The Board of Assessors has recommended that the PILOT for the Colonial Development be amended so that it is calculated and annually adjusted on the basis of valuation in the exact same manner as the Center and Essex Villages. William Gustus notified LIFE that “you have to know that I, and the Board of Assessors, had every expectation that the current PILOT arrangement would extend to the new village…  For the location, the condos will go for about 60% of fair market value and the PILOT will be for less than what owners would pay in taxes outside of LIFE non-profit umbrella. In short, it is a good deal for Lynnfield (Colonial Village) Seniors.”

LIFE proposes that the residents at the luxury Colonial Village pay substantially less in PILOT payments than a senior tax payer who has elected to stay in his/her home and proportionately less than a senior residing in the Center or Essex Villages would pay. The Board of Assessors is not opposed to preserving preferential assessments to the seniors residing in the Villages as it has for 30 years; however, we believe that the same standard of valuation should apply to the Colonial Village units. To do otherwise would provide a benefit to 48 unit residents at Colonial Village which is inequitable and unfair.

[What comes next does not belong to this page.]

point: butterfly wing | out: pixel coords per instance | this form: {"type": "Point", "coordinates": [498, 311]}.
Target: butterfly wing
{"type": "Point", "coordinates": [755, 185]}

We encourage the town taxpayers to attend the Board of Selectmen’s meeting on Monday, December 16, 2013 to express their opinion.

 Respectfully submitted,

Lynnfield Board of Assessors

Joan R. December 12, 2013 at 07:38 AM
All I know is I am sick & tired of the taxes being raised to ridiculous amounts every year to pay for schools, etc. Start getting the money the town needs from the Market Place, like Saugus gets their money from Rt. 1
John December 12, 2013 at 08:47 AM
The issue for years is that the school department seldom, if ever, adheres to what the Selectman or FinCom provide as guidelines when developing their budgets. For example, if all departments are instructed to create new FY budgets that are either "flat" or with modest 1-3% increases, all the departments -- except one, guess who? -- prepare their resulting respective budgets accordingly. The game the school department has masterfully played is to come up with a budget that is in the 7-8% HIGHER range (it's for the children, you know), then negotiate their way down to "only" a 4-5% increase, giving the illusion they "compromised." The excuses they typically give for "needing" to do this are a combination of (a) special education, (b) class sizes (OMG, there are 25 kids in a class, call the National Guard!!), and (c) technology updates, upgrades, improvements or new initiatives. If the police, fire, DPW, library, and other departments can always comply with budget guidelines, why can't the school system?
Alison December 17, 2013 at 02:01 PM
The high value of the homes in Lynnfiled compared to surrounding communities is directly relate to the high quality of our schools...worth every tax penny.